GPT-4o-mini · FAISS · LangChain · MongoDB — 2026

IntelliTalent hero

Overview

IntelliTalent is a full-stack job matching platform that parses a PDF resume, extracts structured skills using GPT-4o-mini with FAISS-backed retrieval-augmented generation, and ranks live job listings from LinkedIn and Indeed using a hybrid scoring algorithm combining semantic similarity and skill overlap.

Problem

Job seekers manually scan hundreds of listings that are irrelevant to their skills. Keyword-based search misses contextually relevant roles while returning noise. There's no easy way to know which jobs you're actually qualified for.

Approach

Parse resume with PyMuPDF → extract skills via GPT-4o-mini + FAISS RAG over an 89-skill taxonomy → scrape live jobs via Apify → embed resume and all job descriptions using OpenAI text-embedding-3-small (1,536-dim) → compute hybrid score (60% cosine similarity + 40% skill overlap via regex taxonomy matching) → rank and display results with skill gap analysis.

System Architecture

The platform processes a resume through a multi-stage pipeline before surfacing ranked job matches:

  • PDF Upload (Streamlit) → PyMuPDF text extraction
  • GPT-4o-mini: resume summarization + skill extraction via FAISS RAG over 89-skill taxonomy
  • Apify Actors: live LinkedIn + Indeed job scrape
  • OpenAI batch embeddings — text-embedding-3-small (1,536-dim) for resume and all jobs
  • NumPy vectorized cosine similarity across all jobs in <100ms
  • Hybrid score = 0.6 × semantic similarity + 0.4 × skill overlap (regex taxonomy matching)
  • MongoDB: user profiles, job cache with 7-day TTL indexes, match history
  • Streamlit dashboard: ranked job cards + skill gap analysis panel

Key Features

  • FAISS-backed RAG over 89-skill taxonomy — injects only relevant skills into LLM context, reducing token usage
  • Regex taxonomy matching replaces per-job LLM calls (~50ms vs 5+ sec per job)
  • Batch OpenAI embeddings with vectorized cosine similarity across all jobs in <100ms
  • O*NET role clustering (1,000+ occupations) with synonym expansion for smarter search
  • GPT-generated role suggestions + role selection screen before job search
  • Auth: bcrypt password hashing, OTP email verification, brute-force account lockout
  • MongoDB TTL indexes auto-expire job listings after 7 days

Technical Stack

  • LLM: GPT-4o-mini, text-embedding-3-small (OpenAI)
  • Orchestration: LangChain
  • Vector Store: FAISS
  • PDF Parsing: PyMuPDF
  • Frontend: Streamlit
  • Database: MongoDB 7.0
  • Job Scraping: Apify Actors (LinkedIn + Indeed)
  • Containerization: Docker + Docker Compose
  • Cloud: AWS EC2, GCP Cloud Run
  • Secrets: AWS SSM Parameter Store, GCP Secret Manager

Deployment

Deployed on AWS EC2 (t2.micro) and GCP Cloud Run with 0–3 auto-scaling instances and 2GB RAM. Secrets managed via AWS SSM Parameter Store and GCP Secret Manager.

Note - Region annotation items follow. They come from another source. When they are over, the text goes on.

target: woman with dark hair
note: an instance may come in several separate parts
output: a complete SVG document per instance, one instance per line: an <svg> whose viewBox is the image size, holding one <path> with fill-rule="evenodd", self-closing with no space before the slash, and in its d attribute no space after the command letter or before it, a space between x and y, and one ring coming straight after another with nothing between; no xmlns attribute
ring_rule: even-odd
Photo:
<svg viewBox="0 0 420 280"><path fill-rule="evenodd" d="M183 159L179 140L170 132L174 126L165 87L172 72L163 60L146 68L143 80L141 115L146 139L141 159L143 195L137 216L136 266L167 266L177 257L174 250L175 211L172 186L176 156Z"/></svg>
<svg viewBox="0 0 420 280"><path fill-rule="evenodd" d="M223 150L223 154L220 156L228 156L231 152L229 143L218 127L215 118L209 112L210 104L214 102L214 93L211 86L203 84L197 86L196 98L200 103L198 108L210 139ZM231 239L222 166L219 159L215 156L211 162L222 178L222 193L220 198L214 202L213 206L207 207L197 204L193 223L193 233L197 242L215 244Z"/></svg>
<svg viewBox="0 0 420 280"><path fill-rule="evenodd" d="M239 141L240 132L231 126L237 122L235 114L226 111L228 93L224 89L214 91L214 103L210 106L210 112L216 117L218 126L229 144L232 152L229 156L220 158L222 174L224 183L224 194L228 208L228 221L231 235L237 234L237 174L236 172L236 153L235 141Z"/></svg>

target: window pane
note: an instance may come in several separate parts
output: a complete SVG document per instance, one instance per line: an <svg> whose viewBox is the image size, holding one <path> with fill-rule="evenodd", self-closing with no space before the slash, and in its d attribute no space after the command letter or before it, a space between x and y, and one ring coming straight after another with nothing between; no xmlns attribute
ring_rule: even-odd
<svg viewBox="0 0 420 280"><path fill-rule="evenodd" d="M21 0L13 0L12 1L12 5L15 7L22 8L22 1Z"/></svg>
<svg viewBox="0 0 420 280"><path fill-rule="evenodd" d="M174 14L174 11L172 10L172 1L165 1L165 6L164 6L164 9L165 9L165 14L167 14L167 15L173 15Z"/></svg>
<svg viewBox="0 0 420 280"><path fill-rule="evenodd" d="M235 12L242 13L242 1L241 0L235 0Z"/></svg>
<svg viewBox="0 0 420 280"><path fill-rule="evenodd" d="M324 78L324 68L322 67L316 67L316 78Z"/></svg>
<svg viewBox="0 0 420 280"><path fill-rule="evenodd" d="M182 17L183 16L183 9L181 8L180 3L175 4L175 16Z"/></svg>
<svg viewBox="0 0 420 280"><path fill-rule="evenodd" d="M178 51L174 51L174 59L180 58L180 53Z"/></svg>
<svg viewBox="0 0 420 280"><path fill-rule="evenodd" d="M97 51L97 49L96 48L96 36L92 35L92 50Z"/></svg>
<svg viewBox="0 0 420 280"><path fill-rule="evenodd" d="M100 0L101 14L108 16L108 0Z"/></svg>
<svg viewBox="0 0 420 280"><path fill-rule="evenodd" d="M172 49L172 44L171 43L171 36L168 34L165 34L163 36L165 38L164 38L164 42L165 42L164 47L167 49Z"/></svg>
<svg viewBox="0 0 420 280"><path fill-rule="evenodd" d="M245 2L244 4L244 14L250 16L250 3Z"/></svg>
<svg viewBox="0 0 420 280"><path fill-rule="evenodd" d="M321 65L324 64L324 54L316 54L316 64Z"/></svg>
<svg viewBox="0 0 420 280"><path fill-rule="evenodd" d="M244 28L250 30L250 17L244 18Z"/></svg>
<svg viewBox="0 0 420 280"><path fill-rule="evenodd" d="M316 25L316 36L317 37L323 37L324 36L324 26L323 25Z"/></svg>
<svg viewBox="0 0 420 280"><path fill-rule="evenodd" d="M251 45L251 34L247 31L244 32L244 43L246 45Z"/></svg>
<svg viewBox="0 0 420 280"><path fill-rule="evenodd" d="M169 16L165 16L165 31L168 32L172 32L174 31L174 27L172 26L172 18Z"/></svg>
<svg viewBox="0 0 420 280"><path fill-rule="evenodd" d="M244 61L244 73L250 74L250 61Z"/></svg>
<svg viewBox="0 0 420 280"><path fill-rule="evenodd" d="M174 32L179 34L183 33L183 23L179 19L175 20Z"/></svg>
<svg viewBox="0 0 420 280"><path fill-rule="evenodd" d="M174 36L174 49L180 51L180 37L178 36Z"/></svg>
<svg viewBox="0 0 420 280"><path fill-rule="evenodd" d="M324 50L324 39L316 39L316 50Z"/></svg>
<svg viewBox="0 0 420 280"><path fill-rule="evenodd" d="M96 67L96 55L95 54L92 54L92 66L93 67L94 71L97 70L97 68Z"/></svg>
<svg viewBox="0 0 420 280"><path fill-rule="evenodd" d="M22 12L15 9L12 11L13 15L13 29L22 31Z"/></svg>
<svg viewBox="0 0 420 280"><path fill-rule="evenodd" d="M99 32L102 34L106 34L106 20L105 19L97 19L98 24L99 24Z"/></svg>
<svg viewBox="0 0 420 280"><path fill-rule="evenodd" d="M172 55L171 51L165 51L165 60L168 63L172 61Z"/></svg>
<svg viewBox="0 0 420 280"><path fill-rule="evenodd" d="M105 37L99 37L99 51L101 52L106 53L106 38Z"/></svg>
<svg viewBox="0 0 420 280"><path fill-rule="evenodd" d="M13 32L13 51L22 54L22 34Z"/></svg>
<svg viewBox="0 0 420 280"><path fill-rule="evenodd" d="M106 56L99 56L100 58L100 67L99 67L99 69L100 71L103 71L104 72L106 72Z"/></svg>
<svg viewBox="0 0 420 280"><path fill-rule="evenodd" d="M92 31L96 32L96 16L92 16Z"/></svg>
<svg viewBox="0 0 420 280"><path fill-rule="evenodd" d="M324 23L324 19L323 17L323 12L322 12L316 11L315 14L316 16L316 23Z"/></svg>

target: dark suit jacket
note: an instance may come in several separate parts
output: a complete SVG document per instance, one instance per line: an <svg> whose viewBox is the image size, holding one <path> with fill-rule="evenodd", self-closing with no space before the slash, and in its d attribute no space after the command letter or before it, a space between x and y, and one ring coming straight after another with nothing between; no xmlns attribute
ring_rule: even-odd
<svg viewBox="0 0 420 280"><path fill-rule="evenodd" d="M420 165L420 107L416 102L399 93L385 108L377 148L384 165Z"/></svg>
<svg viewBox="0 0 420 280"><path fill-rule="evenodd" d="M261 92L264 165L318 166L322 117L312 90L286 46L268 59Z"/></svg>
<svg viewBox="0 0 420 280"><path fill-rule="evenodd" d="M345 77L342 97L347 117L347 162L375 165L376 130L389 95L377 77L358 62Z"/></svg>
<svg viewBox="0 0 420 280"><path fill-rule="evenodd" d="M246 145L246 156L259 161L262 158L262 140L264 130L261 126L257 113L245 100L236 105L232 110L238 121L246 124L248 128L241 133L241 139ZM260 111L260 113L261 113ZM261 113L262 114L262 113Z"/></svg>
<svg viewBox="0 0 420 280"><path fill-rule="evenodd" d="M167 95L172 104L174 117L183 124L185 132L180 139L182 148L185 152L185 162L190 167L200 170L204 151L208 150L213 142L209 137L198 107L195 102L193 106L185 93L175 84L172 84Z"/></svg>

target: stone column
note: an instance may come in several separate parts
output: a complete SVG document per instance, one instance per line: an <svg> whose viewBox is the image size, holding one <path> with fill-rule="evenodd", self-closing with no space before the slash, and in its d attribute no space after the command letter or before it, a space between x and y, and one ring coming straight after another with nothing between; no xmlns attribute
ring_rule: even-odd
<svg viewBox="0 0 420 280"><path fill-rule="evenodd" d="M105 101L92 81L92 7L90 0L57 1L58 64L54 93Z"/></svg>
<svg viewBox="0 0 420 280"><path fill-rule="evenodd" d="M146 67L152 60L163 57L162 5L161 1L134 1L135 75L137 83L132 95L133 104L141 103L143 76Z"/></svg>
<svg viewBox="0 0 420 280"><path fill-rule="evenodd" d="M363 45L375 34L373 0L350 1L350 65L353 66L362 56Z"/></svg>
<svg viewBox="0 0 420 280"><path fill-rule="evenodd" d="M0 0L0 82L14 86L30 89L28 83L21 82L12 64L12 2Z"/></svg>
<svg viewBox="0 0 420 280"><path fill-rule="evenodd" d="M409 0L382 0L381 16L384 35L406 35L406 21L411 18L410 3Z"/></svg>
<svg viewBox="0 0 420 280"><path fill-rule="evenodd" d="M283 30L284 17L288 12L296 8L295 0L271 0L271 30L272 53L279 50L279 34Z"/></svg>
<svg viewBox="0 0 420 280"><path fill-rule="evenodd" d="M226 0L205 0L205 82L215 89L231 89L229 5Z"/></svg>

Dockerized with Python 3.11-slim base image.

Challenges & Solutions

  • Per-job LLM calls were too slow (5+ sec each) → replaced with regex taxonomy matching (~50ms total)
  • Full taxonomy in every prompt was token-heavy → FAISS RAG injects only top-k relevant skills into context
  • Job cache lost on container restart → moved to MongoDB with 7-day TTL indexes for persistence

Future Improvements

Application tracker, resume quality score, cross-user job alerts, and a personal analytics dashboard.